IMFのダン・カッツ(Dan Katz)第一副専務理事はケープタウン大学での講演にて、同一のブロックチェーンインフラ上に自国通貨建てと米ドル建ての両トークンが存在することで、両者の交換が大幅に容易になると指摘した。
従来の外貨両替では銀行や公的な取引窓口が仲介役となり、為替規制や資金フローの監視が行われてきた。しかし、ブロックチェーン上のDEX(分散型取引所)や流動性プール、P2P取引などを活用すれば、仲介者を介さずにトークン同士を直接交換できるようになる。この取引の“摩擦”の減少が、かえって米ドル建てステーブルコインへの移行を加速させる架け橋になりかねないと警告した。
圧倒的なネットワーク効果を誇るドル建てトークン
現在、ステーブルコイン市場の時価総額は3,000億ドル(約47.4兆円)規模で推移しており、その約99%をドル建てトークンが占めている。

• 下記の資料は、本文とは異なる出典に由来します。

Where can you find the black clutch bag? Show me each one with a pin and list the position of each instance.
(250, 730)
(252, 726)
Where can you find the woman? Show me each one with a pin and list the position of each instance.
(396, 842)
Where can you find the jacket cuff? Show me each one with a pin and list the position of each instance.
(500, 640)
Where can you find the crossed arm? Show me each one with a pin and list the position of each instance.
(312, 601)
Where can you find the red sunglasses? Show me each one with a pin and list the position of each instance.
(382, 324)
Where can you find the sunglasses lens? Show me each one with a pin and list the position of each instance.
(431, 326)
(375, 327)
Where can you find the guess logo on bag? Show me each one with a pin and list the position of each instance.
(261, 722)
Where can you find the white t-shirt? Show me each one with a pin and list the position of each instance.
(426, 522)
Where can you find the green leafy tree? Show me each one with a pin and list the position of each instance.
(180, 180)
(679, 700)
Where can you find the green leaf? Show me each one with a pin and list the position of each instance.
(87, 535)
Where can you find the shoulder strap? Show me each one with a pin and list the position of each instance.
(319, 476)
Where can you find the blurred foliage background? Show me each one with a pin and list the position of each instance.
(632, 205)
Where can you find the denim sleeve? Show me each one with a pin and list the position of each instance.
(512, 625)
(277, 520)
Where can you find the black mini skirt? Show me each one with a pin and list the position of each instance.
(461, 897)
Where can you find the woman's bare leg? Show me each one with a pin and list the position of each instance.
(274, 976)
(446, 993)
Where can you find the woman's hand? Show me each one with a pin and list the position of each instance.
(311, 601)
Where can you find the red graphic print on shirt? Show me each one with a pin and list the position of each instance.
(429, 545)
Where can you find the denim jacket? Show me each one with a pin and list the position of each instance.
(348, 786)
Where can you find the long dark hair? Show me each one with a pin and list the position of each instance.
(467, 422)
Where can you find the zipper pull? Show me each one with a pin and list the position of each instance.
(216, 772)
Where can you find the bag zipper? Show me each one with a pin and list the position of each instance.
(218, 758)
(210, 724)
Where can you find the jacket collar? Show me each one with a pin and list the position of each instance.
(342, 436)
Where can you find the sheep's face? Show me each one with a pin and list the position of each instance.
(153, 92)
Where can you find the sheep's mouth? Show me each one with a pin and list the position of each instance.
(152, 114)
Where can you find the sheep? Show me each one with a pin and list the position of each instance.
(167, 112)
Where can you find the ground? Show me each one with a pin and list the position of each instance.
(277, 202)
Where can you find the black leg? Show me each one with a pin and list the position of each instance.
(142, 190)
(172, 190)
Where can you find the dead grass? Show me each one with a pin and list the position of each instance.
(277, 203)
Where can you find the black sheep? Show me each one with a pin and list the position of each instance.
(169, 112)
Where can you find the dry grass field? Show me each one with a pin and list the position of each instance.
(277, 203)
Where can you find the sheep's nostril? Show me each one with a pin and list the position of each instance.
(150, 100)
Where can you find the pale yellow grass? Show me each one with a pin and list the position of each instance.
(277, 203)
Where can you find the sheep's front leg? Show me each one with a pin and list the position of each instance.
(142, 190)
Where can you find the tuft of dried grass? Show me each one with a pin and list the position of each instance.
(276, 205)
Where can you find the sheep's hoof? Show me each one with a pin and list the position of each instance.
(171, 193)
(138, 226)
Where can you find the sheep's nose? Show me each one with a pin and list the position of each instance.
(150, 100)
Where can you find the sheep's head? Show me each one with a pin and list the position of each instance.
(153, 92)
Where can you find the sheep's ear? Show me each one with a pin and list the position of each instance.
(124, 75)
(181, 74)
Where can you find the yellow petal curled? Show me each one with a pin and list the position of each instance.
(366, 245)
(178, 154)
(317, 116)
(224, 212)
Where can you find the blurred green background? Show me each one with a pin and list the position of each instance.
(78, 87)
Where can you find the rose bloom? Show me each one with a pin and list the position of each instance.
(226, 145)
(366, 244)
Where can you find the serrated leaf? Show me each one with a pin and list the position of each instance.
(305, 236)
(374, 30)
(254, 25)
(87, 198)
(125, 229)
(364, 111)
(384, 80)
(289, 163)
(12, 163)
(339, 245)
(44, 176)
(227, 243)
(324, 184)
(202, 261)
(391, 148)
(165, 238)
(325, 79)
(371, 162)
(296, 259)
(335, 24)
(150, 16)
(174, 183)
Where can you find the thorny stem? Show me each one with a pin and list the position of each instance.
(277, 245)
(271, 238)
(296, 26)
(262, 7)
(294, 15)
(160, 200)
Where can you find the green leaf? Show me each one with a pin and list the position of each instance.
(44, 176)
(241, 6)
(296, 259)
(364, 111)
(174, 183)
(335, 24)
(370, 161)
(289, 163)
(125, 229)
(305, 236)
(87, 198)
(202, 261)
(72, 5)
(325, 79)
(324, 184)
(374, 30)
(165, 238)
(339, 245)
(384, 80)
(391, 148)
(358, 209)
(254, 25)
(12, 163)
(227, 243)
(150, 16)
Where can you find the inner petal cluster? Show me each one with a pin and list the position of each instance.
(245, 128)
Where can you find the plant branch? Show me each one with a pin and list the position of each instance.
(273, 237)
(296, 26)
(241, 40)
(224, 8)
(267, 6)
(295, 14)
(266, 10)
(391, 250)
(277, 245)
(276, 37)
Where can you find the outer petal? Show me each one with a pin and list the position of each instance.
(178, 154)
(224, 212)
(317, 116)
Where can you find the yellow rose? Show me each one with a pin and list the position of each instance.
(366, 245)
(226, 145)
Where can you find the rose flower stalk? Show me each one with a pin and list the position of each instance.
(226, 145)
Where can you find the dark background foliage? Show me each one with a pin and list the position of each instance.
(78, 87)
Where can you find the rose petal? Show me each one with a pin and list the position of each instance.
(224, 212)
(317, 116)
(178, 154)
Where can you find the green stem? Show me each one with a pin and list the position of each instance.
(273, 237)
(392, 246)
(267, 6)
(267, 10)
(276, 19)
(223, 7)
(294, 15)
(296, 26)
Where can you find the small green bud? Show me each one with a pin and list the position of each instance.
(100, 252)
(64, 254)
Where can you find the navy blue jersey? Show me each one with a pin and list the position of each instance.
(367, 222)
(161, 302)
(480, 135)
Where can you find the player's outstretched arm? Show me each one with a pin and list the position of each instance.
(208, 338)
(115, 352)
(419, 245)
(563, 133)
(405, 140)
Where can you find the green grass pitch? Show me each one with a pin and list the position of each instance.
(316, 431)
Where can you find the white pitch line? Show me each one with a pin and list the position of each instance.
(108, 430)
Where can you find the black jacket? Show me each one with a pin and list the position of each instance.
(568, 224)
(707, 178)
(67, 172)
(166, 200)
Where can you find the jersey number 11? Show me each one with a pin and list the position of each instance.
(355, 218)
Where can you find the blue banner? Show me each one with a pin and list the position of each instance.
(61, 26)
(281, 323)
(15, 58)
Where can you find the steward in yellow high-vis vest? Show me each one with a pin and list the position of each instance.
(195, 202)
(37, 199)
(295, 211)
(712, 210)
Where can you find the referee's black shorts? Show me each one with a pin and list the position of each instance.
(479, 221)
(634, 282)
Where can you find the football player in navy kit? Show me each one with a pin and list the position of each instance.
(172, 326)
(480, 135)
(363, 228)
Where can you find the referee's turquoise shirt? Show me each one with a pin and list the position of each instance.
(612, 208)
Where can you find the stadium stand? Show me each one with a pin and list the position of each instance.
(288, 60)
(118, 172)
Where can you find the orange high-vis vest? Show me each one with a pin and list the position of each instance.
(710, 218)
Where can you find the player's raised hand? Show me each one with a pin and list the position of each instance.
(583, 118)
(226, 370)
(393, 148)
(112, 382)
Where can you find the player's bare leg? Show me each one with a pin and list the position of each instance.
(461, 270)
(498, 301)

高い流動性と世界的なネットワーク効果を備えたドル建て資産に対抗することは、新興国の現地通貨建てトークンにとって容易ではない。実際に、例えば南アフリカでは、ドル建てトークンの利用自体はまだ限定的であるものの、現地通貨(ランド)建てトークンの需要はそれをさらに下回っている。BIS(国際決済銀行)の調査によると、主要なドル建てステーブルコインへの資金流入の70%以上が米ドル以外の通貨からのものだ。さらに、自己管理型ウォレット(セルフカストディ)を用いた国境を越えた取引は、従来の規制当局による監視を困難にさせていることが明らかになった。
国ごとに異なるリスクと今後の規制の方向性
IMFは、この影響は各国のマクロ経済構造によって異なると分析。すでに一定のドル化が進んでいる経済圏ではデジタルへの手段変更にとどまる一方、インフレや自国通貨安、ドルへのアクセス制限に直面している国では、新たな外貨獲得ルートとしてドル需要が一気に高まるリスクがある。
ただし、IMFは外国製ステーブルコインの一律禁止を推奨しているわけではなく、当局に対し、法定通貨と暗号資産を交換する事業者やオンチェーン上の交換拠点を規制対象として組み込むよう促している。送金コストの削減といった技術的メリットを活かしつつ、国際的なデータ共有や法的枠組みの適応を進めることが今後の課題とされている。